E’ in arrivo l’estate. E con essa tutto ciò che si trascina, prova costume compresa.

Al di là della forma fisica, è piacevole indossare una gonna ed osservare le proprie gambe finalmente libere dalle calze! Per avere una pelle morbida, compatta e liscia, sono davvero tanti i guru del beauty che consigliano il dry brushing (noto anche come spazzolatura a secco). Si tratta di un metodo che si rifà all’ayurveda e che prevede l’utilizzo di una spazzola di setole naturali, normalmente in fibre di sisal, da strofinare sulla cute asciutta prima della doccia.

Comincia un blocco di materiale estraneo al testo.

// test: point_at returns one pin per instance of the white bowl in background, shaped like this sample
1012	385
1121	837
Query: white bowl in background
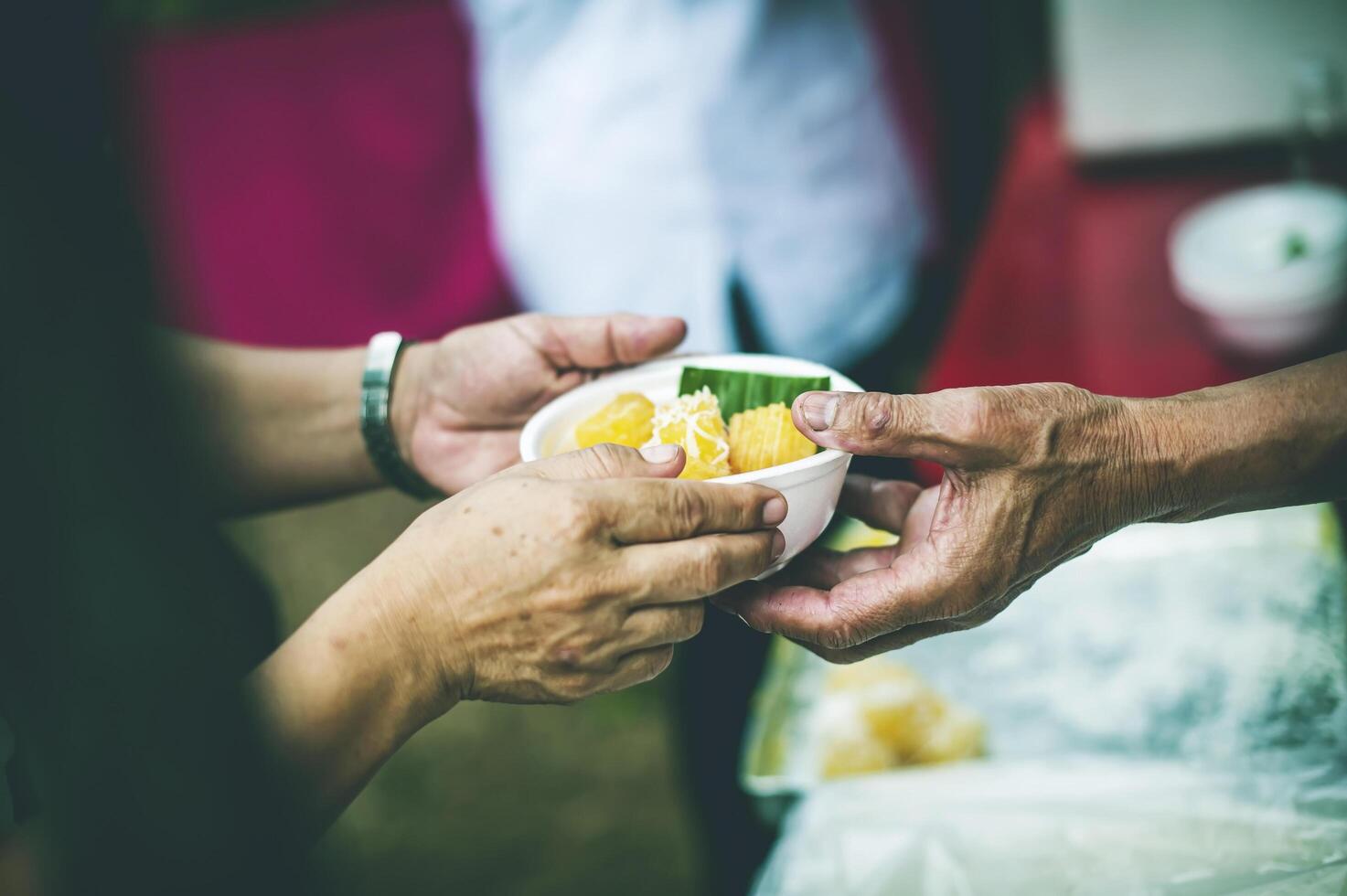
1232	261
811	486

Uno dei piacevoli effetti collaterali del dry brushing è la preparazione della cute alla ceretta. Se effettuata regolarmente, impedisce ai peli di crescere sottopelle, creando tumefazioni localizzate e rendendo parzialmente inefficace l’epilazione. Se utilizzate un prodotto autoabbronzante, questo tipo di massaggio cutaneo massimizza la sua efficacia e l’uniformità del colorito dopo l’applicazione.

Per lo strofinamento ed il massaggio che garantisce sulla superficie corporea, è il trattamento ideale per migliorare la circolazione e prevenire il ristagno dei liquidi alla base della ritenzione idrica e della cellulite.

La spazzolatura a secco deve essere effettuata la mattina, prima della doccia, per approfittare della sferzata di energia che regala ed evitare che interferisca con il sonno notturno. Il massaggio va praticato dal basso verso l’alto, tre volte la settimana.